世界に訴える強み探せ 徳島市出身の猪子チームラボ社長

January 6, 2016

 四国の中心市街地から活気が失われつつある。にぎわいをもたらすには何が必要か。徳島市出身で、デジタル技術やアートを活用した街おこしを手掛ける、チームラボ(東京・文京)の猪子寿之社長に聞いた。

 

 ――地方都市の現状をどう見ますか。

 

 「いまさら大都市と同じような開発をしたところで勝てはしない。その街の歴史的背景や地理的側面を生かしたアプローチをしなくては。ただ『豊かな自然がある』のはどの地方も同じ。自分たちの強みを見つけてアピールすることが重要だ」

 「いま取り組んでいるのは、地方の街並みや自然環境に、映像や音などのデジタルアートを組み合わせるプロジェクト。
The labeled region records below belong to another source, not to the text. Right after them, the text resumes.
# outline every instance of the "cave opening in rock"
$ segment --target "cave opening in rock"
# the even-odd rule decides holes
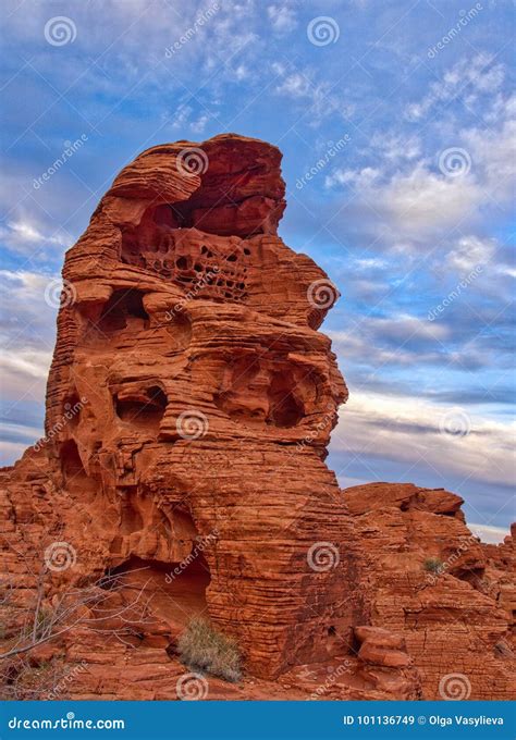
[[[278,427],[295,427],[305,416],[300,400],[294,396],[294,379],[279,372],[269,387],[269,420]]]
[[[152,385],[138,394],[114,395],[116,416],[140,429],[158,431],[167,408],[167,395]]]
[[[206,590],[210,583],[208,563],[202,553],[194,552],[177,563],[162,563],[136,556],[111,568],[103,588],[116,588],[124,601],[137,594],[148,602],[153,617],[172,630],[184,628],[195,617],[206,614]]]
[[[103,334],[121,331],[130,323],[144,329],[149,320],[144,308],[144,295],[136,288],[114,291],[102,308],[97,329]]]
[[[67,440],[61,446],[61,471],[65,488],[74,495],[91,499],[96,495],[96,483],[84,469],[77,444]]]

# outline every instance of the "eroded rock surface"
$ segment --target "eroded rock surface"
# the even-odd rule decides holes
[[[324,465],[347,397],[318,332],[334,288],[277,235],[280,161],[234,135],[153,147],[66,254],[46,437],[2,473],[4,646],[38,593],[50,613],[123,574],[116,624],[85,606],[33,653],[85,666],[67,695],[176,698],[205,615],[246,669],[208,698],[433,699],[456,673],[508,698],[513,540],[481,545],[449,492],[342,492]]]

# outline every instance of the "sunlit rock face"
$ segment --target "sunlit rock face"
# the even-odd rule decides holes
[[[204,606],[260,675],[331,655],[352,621],[346,560],[307,563],[342,529],[323,458],[346,388],[316,329],[310,286],[331,284],[277,235],[280,160],[219,136],[120,173],[66,255],[47,406],[49,432],[87,399],[47,452],[91,518],[89,568],[172,566],[216,530]]]
[[[52,643],[89,665],[74,696],[173,698],[202,614],[258,677],[232,698],[440,699],[454,673],[508,698],[513,540],[487,550],[446,491],[343,492],[324,464],[347,397],[318,332],[337,296],[277,234],[280,162],[235,135],[153,147],[66,254],[46,437],[1,474],[8,636],[58,543],[49,604],[124,574],[116,597],[151,614],[128,643],[110,625]],[[429,557],[451,563],[433,580]]]

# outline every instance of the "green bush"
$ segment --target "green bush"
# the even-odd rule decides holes
[[[206,619],[194,617],[177,641],[181,661],[226,681],[242,678],[242,657],[235,640],[218,632]]]
[[[444,569],[444,563],[439,557],[427,557],[423,563],[425,570],[430,574],[441,574]]]

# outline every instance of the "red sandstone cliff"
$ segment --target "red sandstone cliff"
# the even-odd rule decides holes
[[[2,473],[0,652],[86,590],[23,658],[73,698],[177,698],[204,614],[245,658],[208,698],[445,699],[459,675],[507,699],[514,540],[482,545],[446,491],[341,491],[324,465],[334,288],[277,235],[280,161],[234,135],[153,147],[66,254],[46,437]]]

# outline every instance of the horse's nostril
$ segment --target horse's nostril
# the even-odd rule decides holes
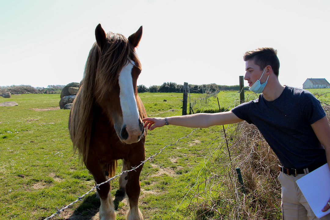
[[[128,133],[126,130],[126,127],[124,127],[121,129],[121,131],[120,132],[120,136],[121,138],[124,140],[126,140],[128,138]]]
[[[143,122],[141,119],[139,120],[139,127],[140,129],[140,131],[143,131],[144,128],[143,127]]]

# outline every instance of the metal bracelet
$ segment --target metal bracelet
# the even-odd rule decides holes
[[[167,122],[167,117],[165,117],[165,124],[166,125],[169,125],[168,122]]]

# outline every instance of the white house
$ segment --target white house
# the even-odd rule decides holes
[[[303,89],[330,88],[330,83],[325,79],[308,79],[303,83]]]

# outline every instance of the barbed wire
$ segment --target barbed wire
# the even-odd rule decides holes
[[[162,148],[162,149],[160,149],[160,151],[159,151],[159,152],[158,152],[158,153],[156,153],[154,154],[153,154],[153,155],[152,155],[151,156],[149,157],[148,158],[148,159],[147,159],[145,160],[144,161],[142,161],[141,162],[141,163],[140,164],[139,166],[137,166],[137,167],[134,167],[131,170],[129,170],[125,171],[121,171],[121,172],[119,174],[118,174],[117,175],[116,175],[115,176],[114,176],[112,177],[111,177],[111,178],[110,178],[110,179],[108,179],[106,181],[105,181],[105,182],[102,182],[101,183],[100,183],[99,184],[97,184],[96,183],[96,182],[95,182],[95,186],[94,186],[94,187],[93,187],[92,188],[92,189],[90,190],[89,190],[89,191],[88,191],[88,192],[86,192],[86,193],[85,193],[85,194],[84,194],[83,195],[81,196],[78,193],[78,195],[79,196],[75,196],[75,197],[76,197],[76,198],[77,198],[77,199],[76,199],[75,201],[74,201],[74,202],[73,202],[72,203],[71,203],[70,204],[69,204],[67,205],[67,206],[64,206],[64,207],[63,207],[62,208],[60,208],[60,209],[59,209],[56,206],[56,208],[57,209],[57,211],[56,212],[54,212],[53,214],[50,216],[49,217],[48,217],[46,218],[45,219],[44,219],[44,220],[48,220],[48,219],[50,219],[51,218],[52,218],[53,217],[54,217],[54,216],[55,216],[56,215],[58,215],[59,217],[60,217],[60,213],[63,210],[64,210],[64,209],[66,209],[66,208],[69,208],[69,207],[70,207],[70,206],[71,206],[71,205],[73,205],[73,204],[74,204],[75,203],[77,203],[77,202],[79,202],[79,201],[82,201],[82,198],[83,197],[87,195],[88,195],[88,194],[89,194],[89,193],[91,193],[92,191],[93,191],[95,189],[98,189],[99,188],[99,187],[100,186],[100,185],[102,185],[102,184],[105,184],[105,183],[107,183],[109,182],[110,181],[112,181],[112,180],[113,180],[114,179],[116,178],[117,177],[118,177],[118,176],[121,176],[121,175],[122,175],[124,173],[128,173],[129,172],[130,172],[131,171],[135,171],[135,170],[136,170],[137,168],[139,168],[139,167],[141,167],[141,166],[142,166],[143,164],[144,164],[145,163],[146,163],[146,162],[147,162],[148,161],[150,160],[152,158],[153,158],[154,157],[156,156],[157,154],[159,154],[161,153],[162,153],[162,152],[163,151],[163,150],[164,149],[165,149],[165,148],[166,148],[166,147],[169,147],[169,146],[174,146],[175,145],[176,145],[178,143],[178,142],[179,141],[180,141],[180,140],[181,140],[181,139],[183,139],[184,138],[188,138],[189,137],[189,136],[190,136],[190,135],[191,135],[192,134],[193,132],[195,131],[196,131],[196,130],[198,130],[198,129],[199,129],[199,128],[196,128],[196,129],[194,129],[194,130],[193,130],[193,131],[191,132],[190,132],[190,134],[189,134],[187,136],[185,136],[185,137],[182,137],[182,138],[180,138],[179,139],[178,139],[177,140],[177,141],[176,141],[175,143],[174,143],[174,144],[172,144],[171,143],[171,144],[169,144],[168,145],[166,145],[164,147],[163,147],[163,148]]]

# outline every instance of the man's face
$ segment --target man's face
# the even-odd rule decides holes
[[[245,75],[244,79],[248,81],[248,86],[251,87],[256,81],[260,79],[262,75],[263,70],[260,70],[260,67],[254,64],[253,60],[250,60],[245,61]],[[260,79],[260,83],[262,84],[266,81],[267,76],[264,74],[262,78]]]

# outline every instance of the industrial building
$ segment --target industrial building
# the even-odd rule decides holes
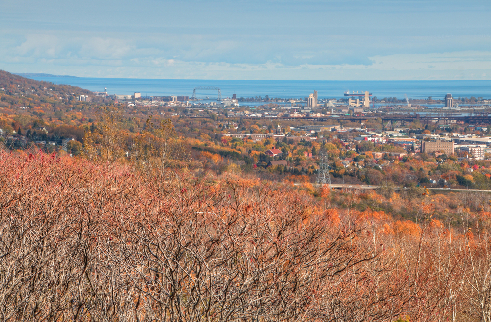
[[[472,157],[477,160],[484,159],[484,148],[485,145],[476,145],[475,146],[462,146],[460,148],[461,151],[465,151],[469,157]]]
[[[362,105],[362,103],[363,105]],[[353,100],[349,98],[348,100],[348,105],[355,107],[360,107],[363,106],[364,107],[370,107],[370,94],[368,92],[365,92],[365,98],[363,101],[360,101],[359,98],[356,100]]]
[[[447,108],[454,107],[454,99],[452,97],[451,94],[445,95],[445,107]]]
[[[79,96],[79,101],[82,102],[90,102],[92,99],[88,95],[80,95]]]
[[[435,152],[442,152],[447,155],[453,154],[454,142],[445,142],[441,140],[435,141],[434,142],[423,142],[422,150],[425,153],[434,153]]]

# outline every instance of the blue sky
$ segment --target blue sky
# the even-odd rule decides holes
[[[1,0],[0,68],[94,77],[491,79],[489,1]]]

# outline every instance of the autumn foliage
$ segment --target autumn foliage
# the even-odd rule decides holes
[[[485,212],[459,230],[430,202],[415,222],[232,175],[5,151],[0,166],[3,321],[490,321]]]

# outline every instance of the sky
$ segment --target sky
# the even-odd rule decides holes
[[[487,1],[1,0],[0,69],[86,77],[491,80]]]

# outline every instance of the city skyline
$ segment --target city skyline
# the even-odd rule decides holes
[[[491,79],[484,1],[0,3],[0,68],[81,77]]]

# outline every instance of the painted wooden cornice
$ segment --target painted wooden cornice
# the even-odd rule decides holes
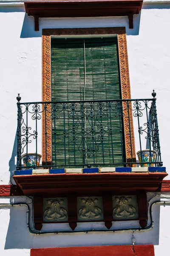
[[[35,30],[38,31],[40,17],[126,16],[129,28],[133,28],[133,15],[139,14],[143,0],[56,0],[24,3],[26,12],[34,17]]]

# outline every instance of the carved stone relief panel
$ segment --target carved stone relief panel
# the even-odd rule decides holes
[[[138,218],[138,207],[136,195],[113,196],[113,208],[114,219]]]
[[[67,198],[44,198],[43,220],[48,222],[68,221]]]
[[[78,197],[77,219],[83,221],[102,220],[102,197]]]

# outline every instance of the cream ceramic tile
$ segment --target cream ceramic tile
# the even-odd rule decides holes
[[[68,168],[65,169],[66,173],[82,173],[82,169],[79,168]]]
[[[132,172],[147,172],[148,167],[132,167]]]
[[[101,167],[99,169],[99,172],[116,172],[115,167]]]
[[[49,169],[33,169],[32,174],[48,174]]]

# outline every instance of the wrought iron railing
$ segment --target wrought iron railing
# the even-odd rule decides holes
[[[24,154],[26,168],[136,166],[133,130],[139,157],[147,148],[147,164],[154,161],[154,166],[162,166],[156,93],[152,95],[149,99],[21,103],[19,95],[17,169],[23,168]],[[38,166],[42,138],[42,163]],[[33,167],[28,161],[32,152]]]

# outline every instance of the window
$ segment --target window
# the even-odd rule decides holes
[[[56,39],[53,36],[77,33],[82,35],[82,38],[79,36],[77,37],[79,38],[71,39],[64,36],[67,38],[65,40],[58,37]],[[88,131],[91,129],[91,131],[90,121],[92,119],[90,119],[87,112],[89,110],[88,108],[92,106],[91,101],[118,100],[122,96],[123,99],[130,98],[125,29],[43,29],[43,34],[42,100],[54,102],[62,100],[75,102],[84,100],[89,102],[88,106],[87,103],[85,105],[82,105],[81,107],[79,103],[76,104],[76,106],[74,103],[74,108],[75,106],[77,108],[76,115],[74,111],[73,115],[70,105],[71,102],[69,104],[67,102],[64,105],[64,117],[63,103],[60,106],[58,104],[58,108],[54,108],[52,122],[50,116],[46,116],[47,125],[45,125],[45,127],[44,124],[42,124],[44,131],[46,130],[46,133],[42,133],[42,162],[44,163],[45,158],[46,164],[50,165],[52,163],[52,165],[57,167],[71,167],[77,164],[81,166],[91,164],[111,165],[113,156],[115,158],[114,163],[126,162],[123,160],[124,157],[131,162],[132,158],[135,158],[131,113],[127,113],[129,115],[128,120],[125,116],[123,118],[115,116],[113,113],[109,113],[109,109],[106,114],[105,113],[105,116],[102,120],[102,128],[103,130],[104,127],[107,127],[108,132],[111,119],[111,125],[115,135],[113,142],[111,141],[113,137],[112,138],[111,136],[108,136],[108,134],[105,132],[103,140],[101,140],[101,136],[104,134],[100,132],[97,134],[96,132],[97,128],[100,129],[101,132],[101,122],[99,122],[99,125],[96,123],[97,118],[96,118],[96,122],[95,118],[92,119],[92,122],[96,125],[96,128],[93,127],[96,129],[93,141],[91,134],[89,136],[87,134]],[[104,35],[102,38],[102,36],[99,36],[98,38],[93,36],[92,38],[83,38],[82,35],[87,34]],[[108,107],[104,106],[106,103]],[[102,104],[103,108],[102,108],[102,112],[104,113],[105,108],[105,109],[108,108],[108,102]],[[113,108],[116,107],[114,104],[113,103]],[[99,106],[97,111],[94,104],[97,105],[97,103],[92,104],[92,115],[96,116]],[[123,103],[122,105],[123,108]],[[111,110],[112,108],[110,108]],[[54,106],[52,108],[54,109]],[[81,112],[84,113],[82,116],[79,114]],[[76,115],[74,116],[74,114]],[[130,118],[131,129],[128,131],[126,122],[128,122],[129,127]],[[64,128],[64,123],[65,125]],[[86,134],[85,138],[82,139],[80,129],[82,131],[83,125],[83,128],[85,130]],[[120,131],[123,131],[124,128],[125,134],[121,134]],[[64,137],[63,134],[65,132],[66,133]],[[132,138],[133,145],[130,141]],[[98,147],[99,144],[101,146]],[[123,151],[124,149],[125,152]],[[93,161],[89,161],[90,157]]]

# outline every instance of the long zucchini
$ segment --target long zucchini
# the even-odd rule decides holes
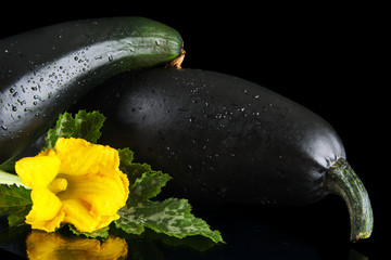
[[[167,63],[181,46],[175,29],[143,17],[73,21],[1,40],[0,164],[97,83]]]
[[[297,205],[341,196],[351,239],[368,237],[368,194],[333,128],[255,83],[197,69],[142,69],[108,80],[73,107],[99,109],[100,142],[130,147],[191,202]]]

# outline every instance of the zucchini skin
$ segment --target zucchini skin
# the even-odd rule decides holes
[[[198,69],[118,75],[73,109],[99,109],[100,143],[130,147],[168,172],[166,196],[229,204],[314,203],[344,158],[332,127],[305,107],[247,80]]]
[[[143,17],[73,21],[1,40],[0,164],[98,83],[167,63],[181,46],[175,29]]]

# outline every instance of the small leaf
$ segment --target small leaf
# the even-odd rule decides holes
[[[0,216],[9,214],[10,226],[24,224],[31,205],[30,190],[17,185],[0,185]]]
[[[70,226],[70,231],[72,231],[72,233],[74,233],[75,235],[78,235],[78,236],[84,235],[88,238],[98,238],[98,237],[108,238],[109,237],[109,229],[110,229],[109,226],[93,231],[91,233],[79,232],[78,230],[75,229],[75,226],[73,226],[71,224],[68,226]]]
[[[141,165],[142,166],[142,165]],[[137,205],[155,197],[172,178],[161,171],[147,171],[129,188],[127,204]]]
[[[0,208],[25,207],[33,204],[30,190],[16,185],[0,185]]]
[[[127,233],[141,234],[144,226],[169,236],[184,238],[202,235],[213,242],[223,242],[218,231],[212,231],[205,221],[195,218],[187,199],[168,198],[163,202],[144,202],[119,209],[115,225]]]
[[[96,110],[91,113],[79,110],[75,118],[65,112],[59,116],[54,129],[48,131],[43,150],[53,148],[59,138],[80,138],[90,143],[97,143],[101,136],[100,129],[104,120],[105,117]]]

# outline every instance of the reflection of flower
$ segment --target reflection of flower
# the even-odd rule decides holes
[[[33,231],[28,235],[27,256],[30,260],[58,259],[125,259],[125,239],[110,236],[103,242],[81,237],[62,237],[59,233]]]
[[[116,211],[129,194],[129,181],[118,166],[116,150],[63,138],[54,150],[18,160],[16,173],[33,188],[26,223],[48,232],[61,223],[80,232],[108,226],[119,218]]]

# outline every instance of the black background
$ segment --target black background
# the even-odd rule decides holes
[[[382,81],[389,63],[384,48],[389,34],[384,29],[384,6],[326,2],[270,6],[212,1],[80,4],[4,3],[0,10],[0,38],[79,18],[137,15],[160,21],[182,36],[187,51],[184,67],[216,70],[254,81],[329,121],[343,140],[348,160],[368,190],[375,229],[369,239],[355,244],[349,243],[346,208],[332,196],[315,205],[283,209],[207,209],[195,205],[195,214],[232,239],[227,240],[228,249],[219,248],[202,259],[220,259],[218,253],[223,256],[225,251],[239,256],[240,250],[247,251],[247,259],[258,259],[250,255],[258,246],[251,239],[245,242],[247,249],[238,247],[236,251],[235,232],[240,230],[240,224],[235,224],[235,220],[242,218],[243,222],[243,216],[303,242],[319,259],[349,259],[352,250],[377,259],[376,255],[383,249],[381,237],[390,230],[384,216],[390,198],[386,184],[390,84]],[[232,232],[227,227],[229,221]],[[272,255],[265,259],[280,259]]]

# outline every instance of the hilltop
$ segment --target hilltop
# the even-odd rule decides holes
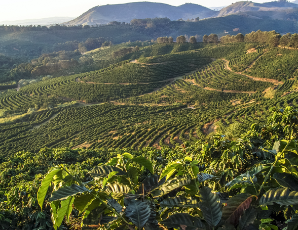
[[[119,12],[121,12],[119,13]],[[200,5],[185,4],[178,7],[147,2],[107,5],[94,7],[64,25],[96,25],[109,22],[130,22],[135,18],[168,18],[171,20],[192,18],[193,15],[207,18],[214,12]]]
[[[199,17],[202,19],[221,17],[233,14],[241,13],[243,15],[243,12],[246,13],[244,15],[245,16],[250,16],[255,19],[287,20],[289,18],[293,19],[292,15],[296,14],[296,13],[295,11],[290,12],[286,11],[297,8],[298,5],[293,3],[272,2],[259,4],[242,1],[223,8],[212,8],[213,10],[212,10],[197,4],[185,4],[178,7],[174,7],[161,3],[143,2],[95,7],[80,17],[63,24],[91,25],[107,24],[115,21],[129,23],[135,18],[168,18],[173,21],[180,18],[187,20],[188,19],[195,19]],[[220,9],[220,11],[217,10],[219,9]],[[276,13],[283,11],[282,13]],[[256,16],[252,12],[262,13],[259,13]],[[287,16],[286,15],[289,14],[291,15]]]

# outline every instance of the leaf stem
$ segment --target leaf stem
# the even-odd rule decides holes
[[[93,194],[93,193],[91,193],[91,194],[92,194],[96,199],[98,199],[99,200],[99,201],[100,201],[100,202],[104,206],[105,206],[106,208],[107,208],[108,209],[109,209],[110,211],[111,211],[113,213],[114,213],[115,215],[116,215],[118,217],[121,218],[122,219],[122,220],[123,220],[126,224],[129,224],[128,222],[127,222],[126,221],[126,220],[124,218],[124,217],[123,217],[123,216],[122,216],[121,215],[120,215],[119,213],[118,213],[117,211],[116,211],[113,207],[111,207],[109,205],[107,205],[102,200],[101,200],[100,198],[99,198],[99,197],[98,197],[95,194]]]
[[[290,140],[289,140],[289,141],[288,141],[288,143],[287,143],[287,145],[286,145],[285,147],[284,147],[284,148],[282,150],[282,151],[279,157],[278,157],[277,156],[277,153],[276,153],[276,159],[275,160],[275,161],[274,162],[274,163],[273,163],[272,164],[272,165],[271,165],[271,168],[270,168],[270,170],[268,172],[268,173],[267,173],[267,175],[266,175],[265,176],[265,178],[264,179],[264,181],[262,183],[262,185],[261,187],[259,188],[259,190],[258,191],[258,193],[257,194],[257,196],[259,196],[259,195],[260,195],[260,194],[262,190],[263,189],[263,188],[264,187],[264,185],[265,185],[265,183],[267,182],[267,179],[269,178],[269,177],[270,176],[270,174],[271,173],[271,172],[273,170],[273,168],[274,168],[274,166],[275,166],[275,164],[276,164],[276,163],[277,163],[277,162],[279,160],[279,159],[280,158],[280,156],[282,155],[283,152],[285,151],[285,150],[286,150],[286,149],[287,148],[287,147],[288,147],[288,146],[290,144],[290,142],[291,141],[291,139]]]

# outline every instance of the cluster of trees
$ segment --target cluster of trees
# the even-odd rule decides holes
[[[51,25],[50,27],[41,25],[29,25],[29,26],[18,26],[14,25],[0,25],[0,31],[5,31],[10,32],[19,32],[19,31],[49,31],[49,30],[76,30],[89,29],[90,28],[97,28],[100,26],[99,25],[90,26],[88,25],[59,25],[56,24],[55,25]]]
[[[136,45],[135,47],[129,47],[128,48],[122,48],[118,50],[115,51],[113,53],[113,57],[114,58],[120,58],[128,54],[130,54],[133,52],[136,52],[140,50],[138,46]]]
[[[173,43],[173,39],[172,37],[160,37],[157,38],[156,41],[159,43]]]
[[[111,25],[112,26],[125,26],[130,25],[130,23],[128,23],[127,22],[117,22],[117,21],[113,21],[113,22],[109,22],[108,25]]]
[[[133,26],[146,26],[151,28],[155,25],[166,25],[170,22],[171,20],[168,18],[134,19],[130,21],[130,24]]]
[[[242,33],[238,33],[237,35],[228,34],[220,37],[220,43],[243,42],[244,41],[244,35]]]
[[[203,42],[204,43],[215,43],[216,44],[218,42],[218,37],[214,33],[211,33],[209,36],[205,34],[203,36]]]
[[[100,47],[111,45],[111,41],[103,37],[89,38],[85,42],[78,41],[68,41],[65,43],[58,43],[53,46],[52,50],[55,52],[60,51],[75,51],[78,50],[81,53],[85,53]]]

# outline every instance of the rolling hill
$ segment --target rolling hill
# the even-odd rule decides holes
[[[51,24],[60,24],[66,21],[71,20],[74,17],[53,17],[52,18],[45,18],[35,19],[20,20],[17,21],[3,21],[0,22],[0,25],[18,25],[26,26],[29,25],[41,26]]]
[[[225,8],[218,8],[216,10],[200,5],[185,4],[178,7],[167,4],[150,2],[131,3],[125,4],[107,5],[98,6],[90,9],[80,17],[63,23],[66,25],[96,25],[107,24],[109,22],[130,22],[135,18],[144,19],[154,18],[168,18],[171,20],[182,18],[200,19],[221,17],[230,14],[243,14],[245,16],[257,19],[287,20],[293,17],[286,17],[288,11],[298,8],[293,3],[272,2],[263,4],[242,1],[233,4]],[[222,8],[222,9],[221,9]],[[145,10],[144,10],[145,9]],[[213,10],[215,10],[213,8]],[[218,10],[220,9],[218,11]],[[277,13],[280,11],[281,13]],[[259,12],[257,15],[251,13]],[[118,12],[122,12],[119,14]],[[295,11],[291,14],[296,14]]]
[[[95,7],[63,24],[96,25],[107,24],[113,21],[129,23],[134,18],[168,18],[171,20],[176,20],[179,18],[192,18],[195,15],[208,18],[214,14],[212,10],[197,4],[185,4],[174,7],[162,3],[143,2]]]

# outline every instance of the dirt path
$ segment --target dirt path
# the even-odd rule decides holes
[[[55,114],[54,114],[53,116],[52,116],[52,117],[51,117],[50,118],[50,119],[46,121],[45,121],[43,123],[42,123],[40,124],[37,125],[33,125],[33,128],[31,128],[31,129],[29,129],[29,130],[33,130],[34,128],[39,128],[40,127],[41,127],[42,125],[44,125],[44,124],[47,124],[47,123],[49,122],[50,121],[51,121],[51,120],[53,120],[54,118],[55,118],[57,115],[59,114],[59,113],[55,113]]]
[[[258,58],[259,58],[261,56],[259,57]],[[249,76],[247,74],[245,74],[243,73],[243,72],[234,72],[233,70],[232,70],[231,68],[230,68],[230,67],[229,66],[229,64],[230,63],[229,61],[228,61],[227,60],[226,60],[224,59],[221,59],[220,60],[222,60],[226,62],[226,65],[225,65],[225,67],[226,68],[226,69],[227,69],[228,70],[229,70],[231,72],[232,72],[234,73],[236,73],[237,74],[244,76],[245,77],[248,77],[250,79],[252,79],[252,80],[254,80],[255,81],[265,81],[265,82],[267,82],[273,83],[275,85],[279,85],[280,84],[282,84],[283,83],[283,82],[282,82],[282,81],[278,81],[278,80],[275,80],[274,79],[262,78],[261,77],[253,77],[252,76]],[[248,69],[248,68],[246,69],[246,69]]]
[[[20,85],[20,84],[19,84],[19,83],[18,83],[18,87],[17,87],[17,88],[15,88],[15,89],[16,89],[16,90],[17,90],[17,91],[18,91],[20,90],[20,88],[21,88],[21,86]]]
元からの特徴を引き出したうえで新たな魅力を付け加えて、わざわざ行きたくなる『別世界』に仕立てる。これは大都市にはできないことで、海外にもアピールできるポテンシャルがある」

 

 ――徳島市で開く「徳島LEDアートフェスティバル」の芸術監督に就任しました。

 

 「会場となる市中心部と自然がとても近く、身近に感じられるところが魅力だ。徳島城跡の城山には珍しい原生林があり、何本もの川が街中をめぐっている。そういった森や水を生かしつつ作品作りをしたい。徳島市以外でも、県内には峡谷や滝など特徴的な自然がある。これらを使ったアートにも興味がある」

 

 ――徳島の「強み」は他に何があるでしょう。

 

 「阿波おどりだ。街の中でみんなが踊れる、というイベントは世界的にあまり無い。そこの部分を強めていけばいい。例えばスペインのイビザ島は、夏場に世界から観光客が来てビーチやクラブなど島中で踊っている。そうなれば夏の稼ぎだけで食っていける」

 「そういう都市はインドのゴアやタイのパンガン島など他にもあるが、東アジアにはまだ無い。いま(徳島市で夏に開かれる)阿波おどりは年に4日間しか開催していないが、これを前後に広げていけば、経済効果を大きくできる可能性がある」

 

 ――海外から観光客を呼べますか。

 

 「グローバル化が進むと、文脈を共有しなくても直感的に楽しめるプリミティブなものが脚光を浴びる。音楽の世界でEDM(エレクトロニック・ダンス・ミュージック)が一大産業になっているのもその表れだろう。世界有数のダンスがあるのは大きな強みだ」

                    (1/6   日経新聞四国ページより)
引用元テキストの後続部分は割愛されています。